Poster image Jean-Luc Godard

Jean-Luc Godard is a Swiss filmmaker born in 1930 in Paris and considered one of the greatest essayists of cinema. He began his career in the 1950s as a film critic, notably at the Cahiers du cinéma alongside François Truffaut, Éric Rohmer, and Jacques Rivette. His first feature film, Breathless, made in 1959, was a great success and became one of the founding films of the French New Wave.
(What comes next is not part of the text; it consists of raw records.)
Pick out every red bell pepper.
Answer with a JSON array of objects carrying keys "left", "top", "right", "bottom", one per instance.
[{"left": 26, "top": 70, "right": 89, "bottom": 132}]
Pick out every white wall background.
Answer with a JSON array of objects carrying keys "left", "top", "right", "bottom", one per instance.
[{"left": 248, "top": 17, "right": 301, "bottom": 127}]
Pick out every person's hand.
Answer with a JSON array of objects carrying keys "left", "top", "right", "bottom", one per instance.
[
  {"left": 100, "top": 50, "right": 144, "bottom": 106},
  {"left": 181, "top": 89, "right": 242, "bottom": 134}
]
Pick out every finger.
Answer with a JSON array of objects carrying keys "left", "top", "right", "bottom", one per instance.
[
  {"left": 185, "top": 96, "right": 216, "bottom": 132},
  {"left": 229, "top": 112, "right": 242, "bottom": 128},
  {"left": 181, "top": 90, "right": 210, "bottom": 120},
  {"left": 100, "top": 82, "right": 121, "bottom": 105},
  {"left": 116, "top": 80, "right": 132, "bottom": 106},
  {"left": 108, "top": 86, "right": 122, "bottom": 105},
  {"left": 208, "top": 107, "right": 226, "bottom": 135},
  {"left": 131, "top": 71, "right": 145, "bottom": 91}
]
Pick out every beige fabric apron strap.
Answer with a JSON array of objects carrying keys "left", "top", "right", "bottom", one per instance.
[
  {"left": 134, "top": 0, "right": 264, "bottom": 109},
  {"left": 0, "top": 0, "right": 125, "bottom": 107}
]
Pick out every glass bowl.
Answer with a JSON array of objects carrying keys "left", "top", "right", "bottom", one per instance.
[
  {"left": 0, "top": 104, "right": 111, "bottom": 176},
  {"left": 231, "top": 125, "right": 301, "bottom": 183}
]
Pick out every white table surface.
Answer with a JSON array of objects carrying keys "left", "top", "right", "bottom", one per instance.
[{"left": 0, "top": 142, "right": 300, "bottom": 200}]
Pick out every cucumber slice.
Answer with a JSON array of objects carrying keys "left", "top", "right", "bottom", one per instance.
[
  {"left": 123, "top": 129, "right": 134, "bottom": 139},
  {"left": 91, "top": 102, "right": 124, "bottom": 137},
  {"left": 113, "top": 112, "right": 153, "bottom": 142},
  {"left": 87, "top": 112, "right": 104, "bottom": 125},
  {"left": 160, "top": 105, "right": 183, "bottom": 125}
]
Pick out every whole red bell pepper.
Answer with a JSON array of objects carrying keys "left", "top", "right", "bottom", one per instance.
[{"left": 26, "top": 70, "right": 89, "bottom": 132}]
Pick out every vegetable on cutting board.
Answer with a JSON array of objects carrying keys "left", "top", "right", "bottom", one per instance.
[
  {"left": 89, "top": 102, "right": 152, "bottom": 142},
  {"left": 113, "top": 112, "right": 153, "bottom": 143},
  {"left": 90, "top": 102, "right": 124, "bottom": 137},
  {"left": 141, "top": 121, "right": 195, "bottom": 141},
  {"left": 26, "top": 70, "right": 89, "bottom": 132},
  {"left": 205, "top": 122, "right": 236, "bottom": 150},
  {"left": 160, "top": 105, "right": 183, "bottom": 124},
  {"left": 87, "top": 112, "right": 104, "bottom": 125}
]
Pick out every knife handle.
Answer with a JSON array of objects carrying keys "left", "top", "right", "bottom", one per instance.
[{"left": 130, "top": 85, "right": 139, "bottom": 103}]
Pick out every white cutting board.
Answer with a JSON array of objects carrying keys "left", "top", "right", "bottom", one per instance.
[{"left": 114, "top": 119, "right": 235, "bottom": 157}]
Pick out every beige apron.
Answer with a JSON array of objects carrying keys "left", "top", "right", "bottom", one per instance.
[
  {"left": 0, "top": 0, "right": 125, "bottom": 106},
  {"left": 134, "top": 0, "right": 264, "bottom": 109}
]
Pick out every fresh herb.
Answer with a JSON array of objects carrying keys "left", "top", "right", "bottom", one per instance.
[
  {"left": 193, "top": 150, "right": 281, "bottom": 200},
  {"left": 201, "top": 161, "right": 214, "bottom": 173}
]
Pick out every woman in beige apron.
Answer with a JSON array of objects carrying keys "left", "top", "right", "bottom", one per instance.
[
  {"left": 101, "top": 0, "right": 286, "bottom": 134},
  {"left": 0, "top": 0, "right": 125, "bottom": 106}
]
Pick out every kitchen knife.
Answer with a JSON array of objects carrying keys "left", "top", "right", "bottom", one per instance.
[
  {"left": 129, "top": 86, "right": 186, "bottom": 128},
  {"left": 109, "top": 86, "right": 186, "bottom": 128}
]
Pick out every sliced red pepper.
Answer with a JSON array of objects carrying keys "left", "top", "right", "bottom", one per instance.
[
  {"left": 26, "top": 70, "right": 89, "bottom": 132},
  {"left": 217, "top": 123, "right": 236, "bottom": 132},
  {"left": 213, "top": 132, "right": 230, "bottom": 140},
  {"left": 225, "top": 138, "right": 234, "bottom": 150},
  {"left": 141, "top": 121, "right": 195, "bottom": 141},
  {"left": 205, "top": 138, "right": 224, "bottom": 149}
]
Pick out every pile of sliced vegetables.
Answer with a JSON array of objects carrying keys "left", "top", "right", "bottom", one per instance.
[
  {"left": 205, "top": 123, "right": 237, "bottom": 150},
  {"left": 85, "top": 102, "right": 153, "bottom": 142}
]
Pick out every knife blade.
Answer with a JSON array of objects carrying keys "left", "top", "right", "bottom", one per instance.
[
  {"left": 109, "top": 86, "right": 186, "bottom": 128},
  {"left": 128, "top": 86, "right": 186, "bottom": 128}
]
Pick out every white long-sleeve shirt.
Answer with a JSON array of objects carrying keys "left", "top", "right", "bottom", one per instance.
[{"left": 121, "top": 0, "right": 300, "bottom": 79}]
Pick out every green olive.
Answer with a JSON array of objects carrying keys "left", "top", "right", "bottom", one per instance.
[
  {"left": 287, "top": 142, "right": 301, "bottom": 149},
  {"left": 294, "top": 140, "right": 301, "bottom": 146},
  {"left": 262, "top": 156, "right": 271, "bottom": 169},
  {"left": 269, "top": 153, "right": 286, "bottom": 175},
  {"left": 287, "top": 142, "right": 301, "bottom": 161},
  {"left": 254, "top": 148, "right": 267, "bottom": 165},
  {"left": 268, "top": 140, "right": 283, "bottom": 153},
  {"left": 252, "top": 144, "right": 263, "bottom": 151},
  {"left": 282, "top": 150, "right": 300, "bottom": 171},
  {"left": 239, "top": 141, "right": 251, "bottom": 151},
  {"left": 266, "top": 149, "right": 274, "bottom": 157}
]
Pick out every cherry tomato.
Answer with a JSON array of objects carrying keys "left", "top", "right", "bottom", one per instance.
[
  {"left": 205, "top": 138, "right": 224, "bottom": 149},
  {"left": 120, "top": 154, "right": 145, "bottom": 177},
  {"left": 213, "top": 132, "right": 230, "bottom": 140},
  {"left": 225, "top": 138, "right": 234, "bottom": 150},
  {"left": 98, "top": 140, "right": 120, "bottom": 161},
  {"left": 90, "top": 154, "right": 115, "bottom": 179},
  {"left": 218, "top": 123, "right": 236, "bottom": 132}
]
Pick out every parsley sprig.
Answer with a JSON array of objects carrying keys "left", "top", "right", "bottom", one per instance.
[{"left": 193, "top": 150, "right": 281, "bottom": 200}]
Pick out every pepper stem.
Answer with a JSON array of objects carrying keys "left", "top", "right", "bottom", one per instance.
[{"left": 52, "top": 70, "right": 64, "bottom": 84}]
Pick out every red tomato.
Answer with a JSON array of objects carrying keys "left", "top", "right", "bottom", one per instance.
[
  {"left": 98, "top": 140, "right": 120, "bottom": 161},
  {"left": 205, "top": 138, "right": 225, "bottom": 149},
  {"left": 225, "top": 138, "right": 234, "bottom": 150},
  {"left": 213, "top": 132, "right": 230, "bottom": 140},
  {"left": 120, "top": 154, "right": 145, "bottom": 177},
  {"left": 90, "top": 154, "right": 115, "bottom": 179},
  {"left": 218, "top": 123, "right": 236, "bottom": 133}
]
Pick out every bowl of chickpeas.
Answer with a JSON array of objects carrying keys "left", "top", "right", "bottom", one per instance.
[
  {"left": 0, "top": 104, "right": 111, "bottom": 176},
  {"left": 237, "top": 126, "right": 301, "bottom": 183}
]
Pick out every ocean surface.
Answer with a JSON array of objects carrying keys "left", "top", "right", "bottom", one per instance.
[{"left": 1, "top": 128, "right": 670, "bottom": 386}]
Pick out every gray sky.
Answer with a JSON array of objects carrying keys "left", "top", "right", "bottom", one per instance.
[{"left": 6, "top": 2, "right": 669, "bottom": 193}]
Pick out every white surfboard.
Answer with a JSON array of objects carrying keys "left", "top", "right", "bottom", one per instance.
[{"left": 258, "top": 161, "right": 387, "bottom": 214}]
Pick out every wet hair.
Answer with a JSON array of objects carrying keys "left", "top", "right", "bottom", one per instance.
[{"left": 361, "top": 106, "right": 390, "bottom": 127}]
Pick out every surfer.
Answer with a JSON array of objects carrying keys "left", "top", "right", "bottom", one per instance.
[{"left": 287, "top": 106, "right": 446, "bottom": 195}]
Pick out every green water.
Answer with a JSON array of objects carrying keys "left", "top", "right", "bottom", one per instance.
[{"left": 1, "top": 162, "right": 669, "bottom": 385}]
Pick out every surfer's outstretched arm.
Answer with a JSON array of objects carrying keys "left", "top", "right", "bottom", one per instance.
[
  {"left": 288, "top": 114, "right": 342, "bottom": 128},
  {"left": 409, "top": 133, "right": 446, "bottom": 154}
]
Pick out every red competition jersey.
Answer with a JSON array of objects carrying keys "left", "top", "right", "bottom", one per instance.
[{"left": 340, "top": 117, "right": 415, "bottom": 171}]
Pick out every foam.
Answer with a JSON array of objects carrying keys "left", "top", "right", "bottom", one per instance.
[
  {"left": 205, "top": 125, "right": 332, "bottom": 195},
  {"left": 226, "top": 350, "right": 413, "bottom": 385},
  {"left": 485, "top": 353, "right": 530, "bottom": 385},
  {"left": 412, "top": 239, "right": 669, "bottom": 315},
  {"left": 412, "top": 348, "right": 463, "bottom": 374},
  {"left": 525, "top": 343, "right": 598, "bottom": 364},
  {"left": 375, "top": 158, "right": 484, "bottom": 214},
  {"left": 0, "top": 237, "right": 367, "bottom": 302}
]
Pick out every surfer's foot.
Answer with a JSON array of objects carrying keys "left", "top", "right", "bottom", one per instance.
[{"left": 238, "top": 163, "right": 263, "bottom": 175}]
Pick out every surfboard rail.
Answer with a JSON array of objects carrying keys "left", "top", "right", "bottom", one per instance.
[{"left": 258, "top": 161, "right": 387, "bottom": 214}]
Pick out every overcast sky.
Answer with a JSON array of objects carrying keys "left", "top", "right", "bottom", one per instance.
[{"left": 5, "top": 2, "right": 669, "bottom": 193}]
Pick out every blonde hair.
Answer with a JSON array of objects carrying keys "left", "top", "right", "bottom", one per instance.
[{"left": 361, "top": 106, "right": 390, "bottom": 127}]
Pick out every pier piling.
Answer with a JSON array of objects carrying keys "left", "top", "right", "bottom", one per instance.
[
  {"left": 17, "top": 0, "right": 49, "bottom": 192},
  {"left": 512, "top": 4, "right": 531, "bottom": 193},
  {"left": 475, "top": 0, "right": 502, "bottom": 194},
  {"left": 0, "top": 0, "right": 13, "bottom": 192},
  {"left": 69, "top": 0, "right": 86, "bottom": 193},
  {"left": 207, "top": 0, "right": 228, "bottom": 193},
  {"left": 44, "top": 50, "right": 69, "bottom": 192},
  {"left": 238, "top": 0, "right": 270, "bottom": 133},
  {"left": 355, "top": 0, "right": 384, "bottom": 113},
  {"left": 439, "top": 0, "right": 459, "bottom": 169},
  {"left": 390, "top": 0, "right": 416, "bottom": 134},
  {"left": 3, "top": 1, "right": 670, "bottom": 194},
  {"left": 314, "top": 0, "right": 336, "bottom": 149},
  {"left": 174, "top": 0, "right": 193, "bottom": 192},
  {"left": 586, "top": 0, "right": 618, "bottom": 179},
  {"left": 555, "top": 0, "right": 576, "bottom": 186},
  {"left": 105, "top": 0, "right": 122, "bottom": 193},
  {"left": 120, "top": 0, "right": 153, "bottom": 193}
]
This was the beginning of a series of films in which Godard rethought cinema by reinventing the narrative form, notably The Little Soldier (1960), A Woman Is a Woman (1961), The Carabineers (1963), Contempt (1963) and Pierrot le Fou (1965). In May 1968, Godard was an active activist and took part in the protest at the Cannes Film Festival with François Truffaut. In 1973, he began working with the scriptwriter Anne-Marie Miéville, who became his partner. Together they made several docu-dramas, between video and television. Video allowed him to work alone on the entire production chain of his films. Between 1988 and 1998, he made Histoire(s) du cinéma, a series of films devoted to the cinema. In 2001, he presented In Praise of Love at Cannes, in 2010 Film socialisme, and in 2014, Goodbye to Language, for which he won the Jury Prize. He returned to Cannes in 2018 with The Image Book, which won a special Palme d'Or. Jean-Luc Godard died on 13 September 2022.